Anyone seeking a demonstration of how completely orthodoxy and heresy can change places need look no further than the brisk documentary "Citizen Jane: Battle for the City."

That Jane is Jane Jacobs — journalist, activist, author of the landmark 1961 book "The Death and Life of Great American Cities" — whose pro-neighborhood, pro-street life thesis that "no logic can be superimposed on a city, it is people who make it" is so completely accepted today that it's instructive to realize how far out of the mainstream it was once considered.

That mainstream was forcefully represented by city planner par excellence Robert Moses, perhaps the most powerful unelected official in New York City history. Supremely unconcerned about the multitudes of people his projects displaced, Moses was a fervent believer in the school of urban renewal that insisted you can't make an omelet without breaking eggs.

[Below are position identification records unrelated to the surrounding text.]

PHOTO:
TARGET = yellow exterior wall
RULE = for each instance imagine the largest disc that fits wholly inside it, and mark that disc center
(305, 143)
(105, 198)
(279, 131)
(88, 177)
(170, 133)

Robert Moses from Matt Tyrnauer's "Citizen Jane: Battle for the City." (C.M. Steiglitz / IFC Films / Sun / Library of Congress)
(C.M. Steiglitz / IFC Films / Sun / Library of Congress)

For Jacobs, urban renewal was 'not the building of cities but the sacking of cities.'

Brusque, patrician, used to getting his way, Moses (memorably depicted in Robert Caro's magisterial biography "The Power Broker") saw urban renewal as a chance to, as one of the film's experts says, "take a carving knife to clear away the cancerous tissue." For Jacobs, however, urban renewal was "not the building of cities but the sacking of cities."

As directed by Matt Tyrnauer, whose last film was the excellent fashion-oriented "Valentino: The Last Emperor," "Citizen Jane" works best as a broad general introduction to this clash of titans, with Marisa Tomei reading Jacobs' words and Vincent D'Onofrio doing the honors for Moses.

Filled with interviews with academics and urban theorists (sadly, Caro did not participate), the film delineates the rise and fall of conventional urban planning, but also lets us know that the battle is not completely over.

Especially interesting for those who believe that battles are not always black and white is the information "Citizen Jane" provides about Moses and the modernists. The man himself, it turns out, started as a progressive who wanted to make things better for impoverished slum dwellers and made room for parks and beaches for that purpose.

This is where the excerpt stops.